There is something profoundly affecting about a director whose film about the terrifying threat of climate change starts from the grief she is experiencing at the loss of her sister to cancer.
Jennifer Abbott’s The Magnitude of All Things skillfully links her personal, private grief with a growing awareness of the grief climate change is bringing at a global scale. The threat of climate change has been headline news for decades, but for some communities, it is already a reality – such as Canada’s southernmost Inuit community, where ice melting is rapidly changing landscapes and ways of life known for millennia, or the people of the Pacific’s Kiribati, which may disappear beneath the waves within decades.
Depths of understanding
For such a disturbing topic, Abbott brings sensitivity to the stories of people losing everything that provides for both hauntingly beautiful images and a depth of understanding in how deeply humans are connected to this planet that we are so carelessly destroying.

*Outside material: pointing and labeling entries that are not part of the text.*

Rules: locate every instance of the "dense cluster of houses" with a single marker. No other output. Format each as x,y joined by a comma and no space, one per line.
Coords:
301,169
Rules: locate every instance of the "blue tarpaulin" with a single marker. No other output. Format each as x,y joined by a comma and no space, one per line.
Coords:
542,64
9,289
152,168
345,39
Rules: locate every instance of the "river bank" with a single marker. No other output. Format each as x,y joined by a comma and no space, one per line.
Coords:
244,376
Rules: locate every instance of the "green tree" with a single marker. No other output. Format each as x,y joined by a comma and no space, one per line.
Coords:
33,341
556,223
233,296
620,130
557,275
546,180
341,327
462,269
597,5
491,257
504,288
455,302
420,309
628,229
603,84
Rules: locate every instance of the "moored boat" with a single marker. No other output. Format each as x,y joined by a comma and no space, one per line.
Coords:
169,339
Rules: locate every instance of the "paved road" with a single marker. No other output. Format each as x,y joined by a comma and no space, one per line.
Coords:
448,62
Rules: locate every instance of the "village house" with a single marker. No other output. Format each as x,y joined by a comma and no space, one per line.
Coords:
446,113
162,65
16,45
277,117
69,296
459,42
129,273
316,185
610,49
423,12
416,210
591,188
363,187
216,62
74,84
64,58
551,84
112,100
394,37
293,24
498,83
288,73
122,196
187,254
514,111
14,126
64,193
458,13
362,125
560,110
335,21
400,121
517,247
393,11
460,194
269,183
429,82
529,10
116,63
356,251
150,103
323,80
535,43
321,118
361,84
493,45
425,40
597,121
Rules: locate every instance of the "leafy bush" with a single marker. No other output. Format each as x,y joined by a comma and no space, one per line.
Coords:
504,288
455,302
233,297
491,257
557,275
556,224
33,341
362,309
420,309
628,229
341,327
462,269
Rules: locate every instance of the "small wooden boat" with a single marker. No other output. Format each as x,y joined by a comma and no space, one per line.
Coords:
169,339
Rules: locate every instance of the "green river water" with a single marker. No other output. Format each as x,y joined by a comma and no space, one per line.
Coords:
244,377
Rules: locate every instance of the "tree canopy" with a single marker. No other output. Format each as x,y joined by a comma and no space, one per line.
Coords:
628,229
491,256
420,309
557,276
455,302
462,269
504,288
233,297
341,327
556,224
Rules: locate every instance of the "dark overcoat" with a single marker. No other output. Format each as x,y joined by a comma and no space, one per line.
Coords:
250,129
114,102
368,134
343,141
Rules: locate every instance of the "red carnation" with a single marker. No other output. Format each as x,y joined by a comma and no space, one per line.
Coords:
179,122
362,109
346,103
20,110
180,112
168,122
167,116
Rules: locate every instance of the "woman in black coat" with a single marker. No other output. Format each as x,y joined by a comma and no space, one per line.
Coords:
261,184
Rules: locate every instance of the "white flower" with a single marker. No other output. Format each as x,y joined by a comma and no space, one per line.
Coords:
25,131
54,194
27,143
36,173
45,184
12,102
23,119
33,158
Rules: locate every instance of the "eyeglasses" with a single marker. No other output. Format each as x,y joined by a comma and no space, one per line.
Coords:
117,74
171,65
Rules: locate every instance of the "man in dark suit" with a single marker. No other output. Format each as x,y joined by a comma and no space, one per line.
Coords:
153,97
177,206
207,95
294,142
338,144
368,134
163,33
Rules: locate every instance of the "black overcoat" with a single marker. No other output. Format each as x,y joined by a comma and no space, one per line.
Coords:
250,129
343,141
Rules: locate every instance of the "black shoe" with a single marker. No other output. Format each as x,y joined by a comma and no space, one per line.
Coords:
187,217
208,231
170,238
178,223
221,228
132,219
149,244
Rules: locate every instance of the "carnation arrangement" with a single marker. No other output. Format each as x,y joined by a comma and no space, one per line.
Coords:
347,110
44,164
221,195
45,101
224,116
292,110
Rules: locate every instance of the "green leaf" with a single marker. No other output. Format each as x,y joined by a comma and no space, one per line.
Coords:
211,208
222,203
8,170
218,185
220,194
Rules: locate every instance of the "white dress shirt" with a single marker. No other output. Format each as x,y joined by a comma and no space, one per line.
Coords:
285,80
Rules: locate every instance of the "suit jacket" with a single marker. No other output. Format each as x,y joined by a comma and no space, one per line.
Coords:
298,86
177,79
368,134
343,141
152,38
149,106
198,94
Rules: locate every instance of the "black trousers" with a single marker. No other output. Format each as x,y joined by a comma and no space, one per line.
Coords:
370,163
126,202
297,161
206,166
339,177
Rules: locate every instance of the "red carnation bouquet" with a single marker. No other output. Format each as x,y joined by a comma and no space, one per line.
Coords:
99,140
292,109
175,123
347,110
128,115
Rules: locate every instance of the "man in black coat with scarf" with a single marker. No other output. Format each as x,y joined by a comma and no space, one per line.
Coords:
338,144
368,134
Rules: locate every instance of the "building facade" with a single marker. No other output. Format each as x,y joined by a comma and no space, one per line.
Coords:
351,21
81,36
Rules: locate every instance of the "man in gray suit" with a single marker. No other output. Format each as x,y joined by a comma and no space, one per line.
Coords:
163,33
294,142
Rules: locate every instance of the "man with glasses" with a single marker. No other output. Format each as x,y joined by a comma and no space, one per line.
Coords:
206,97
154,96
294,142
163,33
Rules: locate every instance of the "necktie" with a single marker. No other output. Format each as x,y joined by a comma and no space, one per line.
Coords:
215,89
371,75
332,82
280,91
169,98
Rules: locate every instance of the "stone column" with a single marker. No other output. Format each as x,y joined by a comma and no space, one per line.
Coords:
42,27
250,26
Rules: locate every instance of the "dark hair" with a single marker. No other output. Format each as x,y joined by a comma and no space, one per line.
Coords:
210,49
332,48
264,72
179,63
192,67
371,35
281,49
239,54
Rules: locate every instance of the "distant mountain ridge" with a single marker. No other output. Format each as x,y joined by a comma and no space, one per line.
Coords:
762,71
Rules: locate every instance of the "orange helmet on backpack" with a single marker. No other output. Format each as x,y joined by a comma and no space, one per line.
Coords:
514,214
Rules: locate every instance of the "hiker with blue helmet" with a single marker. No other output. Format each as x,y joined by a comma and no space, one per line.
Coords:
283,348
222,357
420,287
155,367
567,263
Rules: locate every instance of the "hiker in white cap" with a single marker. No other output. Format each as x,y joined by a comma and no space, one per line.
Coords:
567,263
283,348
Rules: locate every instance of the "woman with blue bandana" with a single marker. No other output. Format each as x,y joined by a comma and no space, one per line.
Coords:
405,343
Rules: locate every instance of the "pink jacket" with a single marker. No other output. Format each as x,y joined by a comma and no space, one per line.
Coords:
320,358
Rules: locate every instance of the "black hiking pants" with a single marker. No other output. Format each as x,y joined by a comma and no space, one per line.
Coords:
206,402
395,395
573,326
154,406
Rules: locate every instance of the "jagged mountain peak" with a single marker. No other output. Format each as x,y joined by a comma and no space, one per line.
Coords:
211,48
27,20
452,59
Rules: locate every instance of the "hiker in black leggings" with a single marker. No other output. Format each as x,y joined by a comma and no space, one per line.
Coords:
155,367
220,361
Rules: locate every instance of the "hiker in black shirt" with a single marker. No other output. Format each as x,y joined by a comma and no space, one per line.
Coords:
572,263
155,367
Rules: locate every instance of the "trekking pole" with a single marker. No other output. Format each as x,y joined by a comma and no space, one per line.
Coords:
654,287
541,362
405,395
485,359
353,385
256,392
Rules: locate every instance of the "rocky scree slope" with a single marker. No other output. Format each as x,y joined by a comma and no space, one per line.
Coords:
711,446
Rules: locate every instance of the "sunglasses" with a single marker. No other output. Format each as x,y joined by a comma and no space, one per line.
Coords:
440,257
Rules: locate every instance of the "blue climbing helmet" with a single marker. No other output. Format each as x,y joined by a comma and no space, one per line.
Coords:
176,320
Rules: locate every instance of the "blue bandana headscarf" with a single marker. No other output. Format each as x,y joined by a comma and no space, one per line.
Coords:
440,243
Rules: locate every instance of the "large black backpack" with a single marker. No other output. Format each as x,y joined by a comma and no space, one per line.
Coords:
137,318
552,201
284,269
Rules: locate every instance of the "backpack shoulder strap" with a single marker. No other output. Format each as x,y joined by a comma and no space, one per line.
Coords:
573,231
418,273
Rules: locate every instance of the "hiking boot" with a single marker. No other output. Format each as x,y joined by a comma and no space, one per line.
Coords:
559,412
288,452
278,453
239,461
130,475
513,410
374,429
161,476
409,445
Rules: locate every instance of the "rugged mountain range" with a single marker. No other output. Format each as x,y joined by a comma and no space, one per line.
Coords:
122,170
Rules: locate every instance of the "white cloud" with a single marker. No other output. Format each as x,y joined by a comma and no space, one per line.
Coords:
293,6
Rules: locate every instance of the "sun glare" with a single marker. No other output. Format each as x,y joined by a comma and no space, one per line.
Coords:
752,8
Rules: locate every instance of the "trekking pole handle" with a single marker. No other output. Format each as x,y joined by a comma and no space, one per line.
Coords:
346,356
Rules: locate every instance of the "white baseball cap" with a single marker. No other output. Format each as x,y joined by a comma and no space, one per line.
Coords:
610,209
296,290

Beginning with lyrical images of her childhood in Canada, exploring rivers and lakes and coastlines with her sister, Abbott takes us on a rapid tour of the world’s ecological crisis points, moving seamlessly from Canada’s southernmost Inuit community, the Nunatsiavut, to Kiritbait and the Great Barrier Reef and Hunter Valley in Australia, SĂ¡para Territory in the Amazon rainforest of Ecuador, and Tasmania’s 560 million-year-old Gondwana ecosystem.

The vastness of life
It’s not all simply the stories of people – like Anote Tong, former president of Kiribati, or bushfire survivors Jan Harris and Jo Dodds – who have already suffered from the effects of climate change; Abbott does not neglect to include global advocates of curbing rising temperatures, with interviews with Greta Thunberg and Roger Hallam, co-founder of London based Extinction Rebellion.
But for all Thunberg and Hallam’s righteous anger – and the young Swede’s speech at the UN bears watching over and over – it is the very human stories that are so effectively revealed here.
Charlie Veron, a marine biologist known as the Godfather of Coral, became one of the earliest voices warning about the bleaching of the magnificent Great Barrier Reef. But it is his personal story where he reveals that it was only after the accidental death of his daughter that he understood that he did not matter – and that that realization made him understand that he also did not matter as an individual against the vastness of life on planet earth, that Abbott’s message starts to build.
It is, as Veron says, that we only begin to care about the planet and its ecology when we realize there is something greater than our petty concerns; our sense that we are at the centre of the universe.

Intimate connections
Filming with the people of the rainforest, Abbott draws out the intimate connection those living in such wondrous nature have with the land, the water, the wildlife and the plants.
«Nature has life and its life is just like ours. It does not want to die,» as one of the protagonists remarks. «Other species are waiting for us to catch up and share our spirit with them. Nature is ready to teach us solidarity and equality.»
This sense of connection is what Abbott brings to her film and the emotional intelligence of connecting her own intimate experience of grief with a planetary climate crisis of grief no longer seems such a strange approach to her subject matter.
From scenes of an Inuit woman weeping for the loss of her ecosystem to the dreadful bush fires of Australia and chilling images of a bleached coral reef, the message that «nature and humans are not in balance» is unavoidable.
By linking the experience of grief, of the loss of a loved one that all we humans have experienced or will one day, Abbott brings home a heartfelt message of love and care and reminds us that we all hold this beautiful world in our own hands.